キャッツランドでの情報で安心材料を得たところで、いよいよ次の暗殺者の投入だ。次を外したらいよいよサイラン自身が出向くしかあるまい。
アカデミーに来たのは改めてクソガキの記録を確かめるためだ。
そしてこの男に辿りついた。
◇◆◇
フランツ・ホールデンはクソガキと同期で、剣術の成績がクソガキより上だった。つまりはクソガキより強い。クソガキより魔術では劣るが、フランツほどの剣士と相対して魔術を撃てるほど余裕はないだろう。
近衛第四騎士団に所属し、副団長を務めている。本来であれば、国王付の騎士団で団長を務めるくらいには実力があるが、元々の身分が低すぎるからこの地位に留まっている。そして、彼には親が事業に失敗した際の借金がある。ここに付け入る隙がある。
ルーカスに相談したら、暗殺者になるのであれば代わりに払ってもいいと言ってきた。
さっそくルーカスの部屋へ呼び出すことにした。
「なぜ、第四騎士団の私をルーカス殿下が?」
第四王子とルーカスは仲が悪い、というよりは一方的にルーカスがいじめている。そんなルーカスにお呼び出しがかかったわけだから、警戒されるに決まっている。

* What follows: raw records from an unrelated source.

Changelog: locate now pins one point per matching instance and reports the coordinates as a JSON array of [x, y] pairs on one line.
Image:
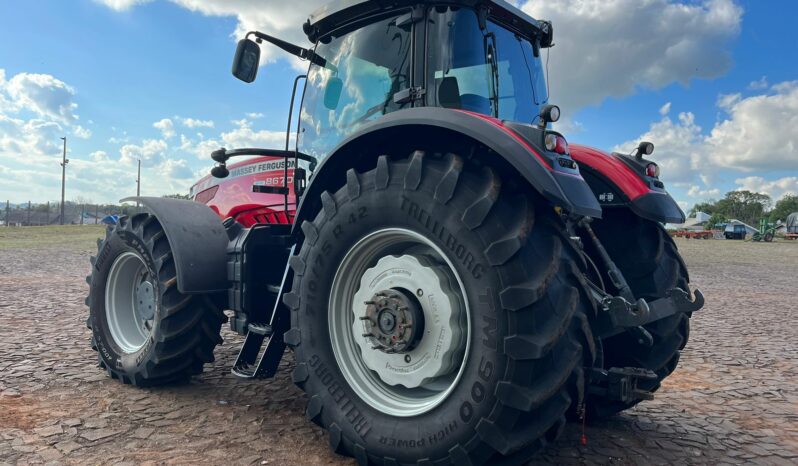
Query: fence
[[29, 214]]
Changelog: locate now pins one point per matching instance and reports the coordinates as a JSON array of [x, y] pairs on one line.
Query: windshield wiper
[[493, 63]]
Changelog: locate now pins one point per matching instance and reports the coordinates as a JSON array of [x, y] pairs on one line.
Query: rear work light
[[556, 143]]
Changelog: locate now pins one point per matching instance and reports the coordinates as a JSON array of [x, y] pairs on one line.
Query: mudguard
[[197, 239], [560, 183], [616, 184]]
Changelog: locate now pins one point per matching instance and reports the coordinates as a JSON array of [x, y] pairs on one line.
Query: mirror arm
[[296, 50]]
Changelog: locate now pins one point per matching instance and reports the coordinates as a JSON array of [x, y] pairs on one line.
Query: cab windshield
[[365, 68], [494, 72]]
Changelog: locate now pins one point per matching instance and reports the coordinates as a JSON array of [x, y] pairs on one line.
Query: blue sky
[[711, 83]]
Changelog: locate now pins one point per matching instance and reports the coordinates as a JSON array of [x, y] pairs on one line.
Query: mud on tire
[[184, 328], [529, 334]]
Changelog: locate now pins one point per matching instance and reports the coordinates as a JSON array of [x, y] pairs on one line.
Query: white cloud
[[43, 95], [696, 192], [272, 17], [240, 137], [761, 132], [81, 132], [122, 5], [678, 146], [612, 48], [759, 84], [776, 189], [166, 127], [150, 151], [193, 123], [99, 156]]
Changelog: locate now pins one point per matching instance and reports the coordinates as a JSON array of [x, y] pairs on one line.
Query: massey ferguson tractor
[[454, 280]]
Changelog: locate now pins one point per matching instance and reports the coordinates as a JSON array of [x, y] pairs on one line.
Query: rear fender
[[562, 186], [197, 239], [616, 184]]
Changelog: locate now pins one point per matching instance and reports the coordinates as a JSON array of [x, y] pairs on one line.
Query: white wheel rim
[[365, 268], [129, 302]]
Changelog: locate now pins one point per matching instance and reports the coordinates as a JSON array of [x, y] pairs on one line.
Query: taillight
[[556, 143]]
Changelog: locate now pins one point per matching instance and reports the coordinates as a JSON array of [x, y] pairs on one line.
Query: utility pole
[[63, 179], [138, 184]]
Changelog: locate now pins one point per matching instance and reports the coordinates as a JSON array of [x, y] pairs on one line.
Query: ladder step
[[260, 329]]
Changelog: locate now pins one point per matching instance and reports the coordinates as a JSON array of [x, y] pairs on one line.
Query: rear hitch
[[620, 383], [616, 314]]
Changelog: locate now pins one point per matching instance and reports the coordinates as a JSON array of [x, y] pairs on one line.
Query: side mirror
[[332, 93], [246, 61]]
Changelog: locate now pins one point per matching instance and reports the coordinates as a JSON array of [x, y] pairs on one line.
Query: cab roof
[[338, 13]]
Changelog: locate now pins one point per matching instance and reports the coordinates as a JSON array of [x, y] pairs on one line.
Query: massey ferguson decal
[[274, 168]]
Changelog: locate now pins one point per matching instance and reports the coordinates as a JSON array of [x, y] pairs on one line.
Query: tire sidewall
[[453, 421], [119, 242]]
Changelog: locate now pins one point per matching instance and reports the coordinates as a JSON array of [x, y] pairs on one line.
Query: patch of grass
[[67, 236]]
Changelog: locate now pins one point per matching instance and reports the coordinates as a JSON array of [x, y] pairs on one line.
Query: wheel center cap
[[145, 300], [393, 320], [387, 321], [410, 329]]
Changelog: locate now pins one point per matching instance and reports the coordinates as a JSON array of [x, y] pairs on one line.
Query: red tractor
[[453, 279]]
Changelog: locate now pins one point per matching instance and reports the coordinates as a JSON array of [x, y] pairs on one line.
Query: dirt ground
[[733, 399]]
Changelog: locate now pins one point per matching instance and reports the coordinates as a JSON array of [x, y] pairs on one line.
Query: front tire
[[517, 367], [144, 330]]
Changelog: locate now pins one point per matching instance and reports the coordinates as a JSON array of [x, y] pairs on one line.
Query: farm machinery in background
[[454, 279], [766, 233]]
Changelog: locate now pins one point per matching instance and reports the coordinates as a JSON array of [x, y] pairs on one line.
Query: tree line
[[748, 207]]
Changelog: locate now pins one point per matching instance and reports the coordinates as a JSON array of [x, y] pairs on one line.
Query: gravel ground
[[733, 399]]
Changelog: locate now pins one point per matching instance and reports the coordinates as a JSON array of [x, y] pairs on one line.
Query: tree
[[707, 207], [746, 206], [714, 220], [784, 207]]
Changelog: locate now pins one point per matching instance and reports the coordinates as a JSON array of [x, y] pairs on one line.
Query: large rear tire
[[511, 286], [649, 260], [144, 330]]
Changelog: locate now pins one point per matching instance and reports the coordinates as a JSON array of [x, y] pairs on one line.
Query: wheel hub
[[409, 330], [129, 302], [145, 300], [394, 321]]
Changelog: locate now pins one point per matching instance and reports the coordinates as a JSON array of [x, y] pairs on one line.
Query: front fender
[[562, 187], [197, 239]]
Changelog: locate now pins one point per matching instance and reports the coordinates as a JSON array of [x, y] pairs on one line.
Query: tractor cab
[[435, 55], [370, 60]]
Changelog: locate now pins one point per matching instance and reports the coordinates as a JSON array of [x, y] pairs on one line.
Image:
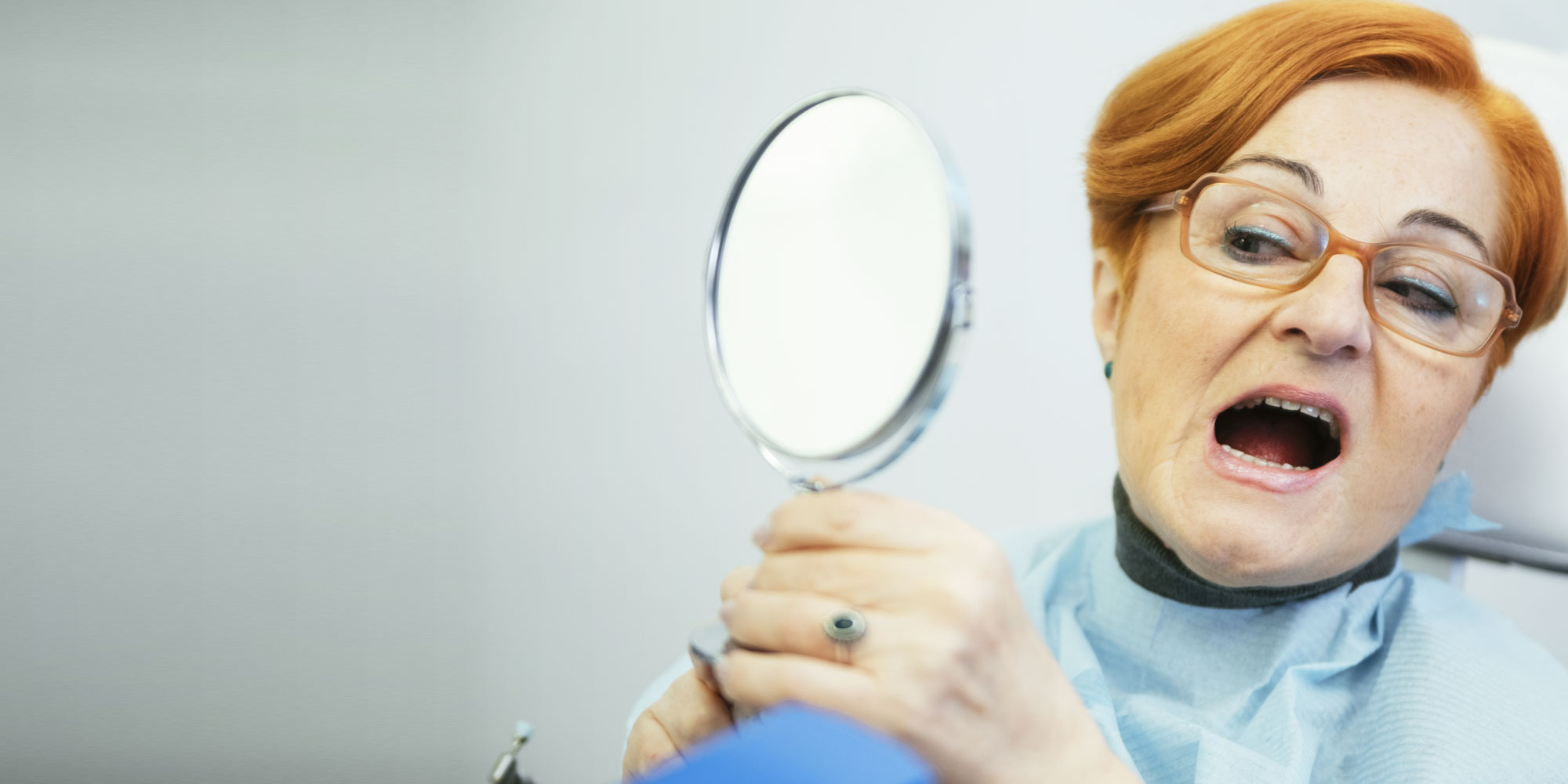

「お前の剣の腕を見込んで頼みがある。ついでに所属は第二騎士団に移してもいい」
「いえ、私は第四のままでいいです」
「遠慮するな。出世の見込みのないアイゼルのところにいてもつまらないだろう」
フランツは「お前も出世なんかしないだろ」という顔をしているが、そんなこともない。聖女さえ手に入れば。
さっそく聖女が実は他にいた、その聖女はキャッツランドのクソガキに攫われた、誰にもバレることなくクソガキを抹殺し、聖女を奪還するように伝える。
「あのクソガキはキャッツランドの上層部からはクソ嫌われている。キャッツランドもクソガキを殺しても何も言ってこない、むしろ感謝するかもしれないが、念のためナルメキアのものとわからないように殺し、聖女を奪ってこい」
フランツの目が恐怖に
するとルーカスも畳みかける。
「あのクソガキ、すげぇムカつくんだよな。思い出すだけでもう10発くらい殴りたくなってくる。もちろんお前の借金はチャラだ。これでチャラにしてこい。引き受けるならな」
ドンッと大金をテーブルに置いた。ルーカスの目が泳ぐ。
「できません……。そもそもその聖女様を追い出したのは我が国ですよね? ラセル殿下はその聖女を保護したんですよね?」
「違う! 追い出したのは王太子である兄上であって国ではない! 兄上が全部悪いんだ。ちなみにクソガキは保護ではなく誘拐だ。間違えないように」
王太子の行動、イコール国の行動とも言えるのだが、ルーカスは力業でかなりムリのある答えを返す。
一方、フランツは涙目だ。
「聖女様は大切にナルメキアで保護するということですよね?」
「もちろんだ」
ルーカスが自信を持って頷く。
「それをラセル殿下にお伝えし、ラセル殿下がご納得されれば殺さなくてもいいのではないでしょうか」
甘いことを言う。それで納得するクソガキではあるまい。
「クソガキが黙って引き渡すはずがない。ヤツは童貞で聖女に惚れている」
「ラセル殿下が童貞のはずはないと思うのですが」
「本人が童貞だって言ってるんだから童貞なんだ」
「はぁ……。しかしあの方は学生時代、私が風邪を引いて授業を休んだ時にノートを貸してくれたんです。それなのに」
そんな小さい恩義にこだわるとは、面倒くさい男だ。
「お前に断る自由はない。借金で首が回らないんだろう? そろそろ妹が結婚する頃だな。資金は足りるのか?」
そう脅すと、フランツはうつろな表情で金に手を伸ばした。